A bolt of jealously shot through me. It had been weeks since I’d even thought about Nancy, but the thought of her and Dana getting chummy rankled, even though I’d posed for her privately myself, and knew being a nude model wasn’t an erotic situation.

“It wouldn’t be tonight anyway,” I said. “I work at Union Stripe restaurant myself.” Although I’d rather have dropped into that art class just to make sure nothing was going on between Nancy and Dana.

“Megatonic University is nothing to be monkeyed with,” said Jasper. “I’ve heard stories over the years about people going in and never coming back. You’d be wise to plan carefully. You can count Rubber Brother in, of course—assuming I can suppress my innate claustrophobia and aversion to tight space. But I think you need to enlist someone else. A specialist in investigations.”

“Who?” I asked. “Tempy? Kiddo? Soren?” I immediately thought of the other Youthful Permutations who resided with Dana at the church. “Although we’d want to keep the operation small.”

“I wouldn’t count them out,” said Jasper. “But no, I had someone else in mind.”

“Do I know them?” I asked.

“Kind of,” said Jasper.

“Donna!” said Dana, smiling and winking at Jasper. “I agree—she’d be perfect. But for heaven’s sake, keep the gorilla out of it—and that ridiculous bubbling cerebellum in the bell-crater.”

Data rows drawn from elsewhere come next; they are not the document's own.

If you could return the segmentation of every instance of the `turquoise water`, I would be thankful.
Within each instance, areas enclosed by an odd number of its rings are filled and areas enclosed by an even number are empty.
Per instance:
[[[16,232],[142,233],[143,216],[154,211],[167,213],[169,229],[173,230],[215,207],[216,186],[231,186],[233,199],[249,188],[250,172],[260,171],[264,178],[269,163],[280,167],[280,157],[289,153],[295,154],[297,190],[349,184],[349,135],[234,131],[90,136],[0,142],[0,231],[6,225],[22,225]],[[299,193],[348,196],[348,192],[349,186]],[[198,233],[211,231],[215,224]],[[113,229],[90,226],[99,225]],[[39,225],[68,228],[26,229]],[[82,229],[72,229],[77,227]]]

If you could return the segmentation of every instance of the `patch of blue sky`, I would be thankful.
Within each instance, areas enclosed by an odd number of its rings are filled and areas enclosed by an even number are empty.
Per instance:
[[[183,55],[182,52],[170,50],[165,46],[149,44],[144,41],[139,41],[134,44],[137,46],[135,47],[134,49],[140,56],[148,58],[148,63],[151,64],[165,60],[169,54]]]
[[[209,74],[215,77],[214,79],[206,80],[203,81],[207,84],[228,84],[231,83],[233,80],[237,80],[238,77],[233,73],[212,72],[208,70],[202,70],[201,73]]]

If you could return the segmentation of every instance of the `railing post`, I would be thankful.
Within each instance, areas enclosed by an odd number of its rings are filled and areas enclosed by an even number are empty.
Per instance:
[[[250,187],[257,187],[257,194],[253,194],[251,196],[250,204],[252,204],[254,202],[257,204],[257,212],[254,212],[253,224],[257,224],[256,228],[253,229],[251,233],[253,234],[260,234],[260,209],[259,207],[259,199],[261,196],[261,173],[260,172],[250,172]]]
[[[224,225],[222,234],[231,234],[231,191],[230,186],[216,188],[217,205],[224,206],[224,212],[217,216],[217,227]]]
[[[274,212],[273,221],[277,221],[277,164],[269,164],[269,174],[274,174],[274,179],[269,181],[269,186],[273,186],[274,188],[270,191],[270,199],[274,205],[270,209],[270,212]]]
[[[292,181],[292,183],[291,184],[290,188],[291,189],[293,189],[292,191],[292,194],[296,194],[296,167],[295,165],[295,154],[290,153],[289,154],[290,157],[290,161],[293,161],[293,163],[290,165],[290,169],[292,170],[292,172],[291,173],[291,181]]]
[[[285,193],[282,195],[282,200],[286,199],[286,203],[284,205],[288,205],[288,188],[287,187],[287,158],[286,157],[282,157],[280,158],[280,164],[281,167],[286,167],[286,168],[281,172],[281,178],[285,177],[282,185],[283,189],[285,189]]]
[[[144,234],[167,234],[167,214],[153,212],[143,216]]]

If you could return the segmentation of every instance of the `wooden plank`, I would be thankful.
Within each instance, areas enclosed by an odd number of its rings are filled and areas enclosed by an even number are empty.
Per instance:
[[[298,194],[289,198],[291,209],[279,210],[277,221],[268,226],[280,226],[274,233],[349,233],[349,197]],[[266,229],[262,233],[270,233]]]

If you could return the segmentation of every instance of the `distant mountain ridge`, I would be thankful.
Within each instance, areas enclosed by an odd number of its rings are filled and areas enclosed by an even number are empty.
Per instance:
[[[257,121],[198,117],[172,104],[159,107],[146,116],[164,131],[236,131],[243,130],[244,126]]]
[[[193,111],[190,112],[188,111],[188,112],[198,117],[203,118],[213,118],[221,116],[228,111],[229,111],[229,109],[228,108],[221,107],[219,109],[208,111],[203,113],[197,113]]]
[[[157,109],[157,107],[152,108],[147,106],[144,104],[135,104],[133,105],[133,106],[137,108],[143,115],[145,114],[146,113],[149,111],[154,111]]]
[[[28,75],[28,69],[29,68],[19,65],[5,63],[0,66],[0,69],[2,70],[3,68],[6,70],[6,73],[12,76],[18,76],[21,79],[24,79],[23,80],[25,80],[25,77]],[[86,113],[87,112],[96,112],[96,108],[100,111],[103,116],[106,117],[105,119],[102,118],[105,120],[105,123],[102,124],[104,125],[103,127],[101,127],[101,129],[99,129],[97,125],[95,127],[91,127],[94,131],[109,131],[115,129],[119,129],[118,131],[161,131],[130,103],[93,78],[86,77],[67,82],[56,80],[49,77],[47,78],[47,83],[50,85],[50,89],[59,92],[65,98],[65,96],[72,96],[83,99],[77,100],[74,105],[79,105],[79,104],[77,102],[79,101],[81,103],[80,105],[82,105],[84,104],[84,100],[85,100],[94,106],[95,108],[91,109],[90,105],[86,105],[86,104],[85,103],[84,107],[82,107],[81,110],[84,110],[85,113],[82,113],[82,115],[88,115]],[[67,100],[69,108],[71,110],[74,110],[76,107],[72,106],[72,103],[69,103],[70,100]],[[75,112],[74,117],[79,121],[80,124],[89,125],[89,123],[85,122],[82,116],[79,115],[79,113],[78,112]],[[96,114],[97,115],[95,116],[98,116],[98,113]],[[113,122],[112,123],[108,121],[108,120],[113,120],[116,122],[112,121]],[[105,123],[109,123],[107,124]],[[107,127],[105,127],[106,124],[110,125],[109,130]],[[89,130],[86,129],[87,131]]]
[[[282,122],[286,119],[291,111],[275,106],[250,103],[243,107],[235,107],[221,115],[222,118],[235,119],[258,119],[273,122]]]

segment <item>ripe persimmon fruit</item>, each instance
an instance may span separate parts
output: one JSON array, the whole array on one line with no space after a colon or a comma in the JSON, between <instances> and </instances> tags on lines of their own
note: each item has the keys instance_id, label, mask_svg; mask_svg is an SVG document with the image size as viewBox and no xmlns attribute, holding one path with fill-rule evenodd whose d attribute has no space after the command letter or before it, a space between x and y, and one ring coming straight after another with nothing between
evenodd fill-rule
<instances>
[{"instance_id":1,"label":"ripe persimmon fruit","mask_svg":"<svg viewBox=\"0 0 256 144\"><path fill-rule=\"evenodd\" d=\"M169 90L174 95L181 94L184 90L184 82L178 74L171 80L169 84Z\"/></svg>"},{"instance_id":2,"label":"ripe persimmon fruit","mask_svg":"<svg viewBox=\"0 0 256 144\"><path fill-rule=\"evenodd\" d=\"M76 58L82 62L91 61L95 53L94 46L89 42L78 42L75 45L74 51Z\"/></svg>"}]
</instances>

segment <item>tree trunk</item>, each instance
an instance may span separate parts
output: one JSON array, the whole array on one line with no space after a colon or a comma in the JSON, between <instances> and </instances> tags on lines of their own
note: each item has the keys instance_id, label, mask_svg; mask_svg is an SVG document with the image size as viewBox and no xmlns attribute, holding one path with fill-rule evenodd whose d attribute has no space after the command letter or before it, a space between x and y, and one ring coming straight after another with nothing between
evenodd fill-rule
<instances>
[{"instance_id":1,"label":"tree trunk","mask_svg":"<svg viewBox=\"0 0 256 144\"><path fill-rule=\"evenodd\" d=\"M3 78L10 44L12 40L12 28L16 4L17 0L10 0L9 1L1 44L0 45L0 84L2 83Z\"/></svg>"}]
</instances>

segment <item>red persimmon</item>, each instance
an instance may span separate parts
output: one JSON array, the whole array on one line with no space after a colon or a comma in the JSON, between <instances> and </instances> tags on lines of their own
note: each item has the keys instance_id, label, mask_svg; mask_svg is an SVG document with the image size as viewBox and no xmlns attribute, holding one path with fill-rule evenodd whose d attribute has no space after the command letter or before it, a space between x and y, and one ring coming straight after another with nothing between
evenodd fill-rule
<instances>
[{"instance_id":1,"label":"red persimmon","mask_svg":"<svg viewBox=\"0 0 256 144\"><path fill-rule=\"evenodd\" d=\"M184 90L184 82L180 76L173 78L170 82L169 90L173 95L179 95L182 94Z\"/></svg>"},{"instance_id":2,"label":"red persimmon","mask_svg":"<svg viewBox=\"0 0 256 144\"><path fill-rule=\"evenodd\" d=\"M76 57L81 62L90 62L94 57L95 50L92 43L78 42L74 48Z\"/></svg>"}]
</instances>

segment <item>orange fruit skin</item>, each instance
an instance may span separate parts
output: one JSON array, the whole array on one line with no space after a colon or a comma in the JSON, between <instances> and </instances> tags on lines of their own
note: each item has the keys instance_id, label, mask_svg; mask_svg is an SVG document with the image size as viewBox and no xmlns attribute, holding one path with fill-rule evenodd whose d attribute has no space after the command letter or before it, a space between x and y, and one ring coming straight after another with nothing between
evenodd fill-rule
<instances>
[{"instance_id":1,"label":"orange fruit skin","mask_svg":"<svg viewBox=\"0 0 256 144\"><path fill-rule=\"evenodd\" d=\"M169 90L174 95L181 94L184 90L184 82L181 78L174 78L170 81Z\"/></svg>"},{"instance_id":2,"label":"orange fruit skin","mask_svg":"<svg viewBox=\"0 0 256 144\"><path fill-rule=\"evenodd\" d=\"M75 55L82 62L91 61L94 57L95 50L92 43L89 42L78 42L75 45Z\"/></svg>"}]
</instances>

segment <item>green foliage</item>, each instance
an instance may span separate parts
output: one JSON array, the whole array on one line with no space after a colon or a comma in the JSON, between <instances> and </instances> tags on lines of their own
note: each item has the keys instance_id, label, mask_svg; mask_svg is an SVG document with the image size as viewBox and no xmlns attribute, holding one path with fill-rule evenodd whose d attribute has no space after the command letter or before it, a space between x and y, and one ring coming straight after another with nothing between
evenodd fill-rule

Dana and Jasper apparently were on the same wavelength, but I was mystified. “What are you talking about? Donna Blank is a social worker who volunteers community service here at the church. What good would she be, cracking Megatonic University?”

“Oh, there’s a lot more to Donna than meets the eye,” said Jasper.

“You mean she’s a costumed crime-fighter too?” I said. “I thought there was something odd about her. Who is she? What is she?”

“You know how some people are about their private lives,” said Jasper, scribbling down an address on the pad on his clipboard. “I’m sure Donna Blank would rather reveal her secret identity. Here’s the address of her office in Royal Oak,” he said, tearing the corner of the paper off and tucking it into my apron. “When she gets the chance, Ms. Megaton Man should run up there some night this week and introduce herself. After that, the four of us can get together and plan our little intervention at Megatonic University.”

Dana excused herself and dashed upstairs to get ready for her modeling session, and Jasper continued on his rounds around the Holistic-Humanist Congregation building. I washed up the pans and utensils and put the cold pot of chowder in the pantry’s walk-in cooler—which probably wasn’t the smartest thing to do, considering my tender back. Then, I took off my apron, pulling out the piece of paper Jasper had scribbled on before casting it into the hamper with the soiled towels for the laundry service Eats on Feets contracted.

Other than providing much-needed therapy resulting from a schizophrenic split universe, I wondered what in the world a social worker could do to help break into a heavily-fortified underground laboratory complex.

“And who’s the gorilla?” I wondered.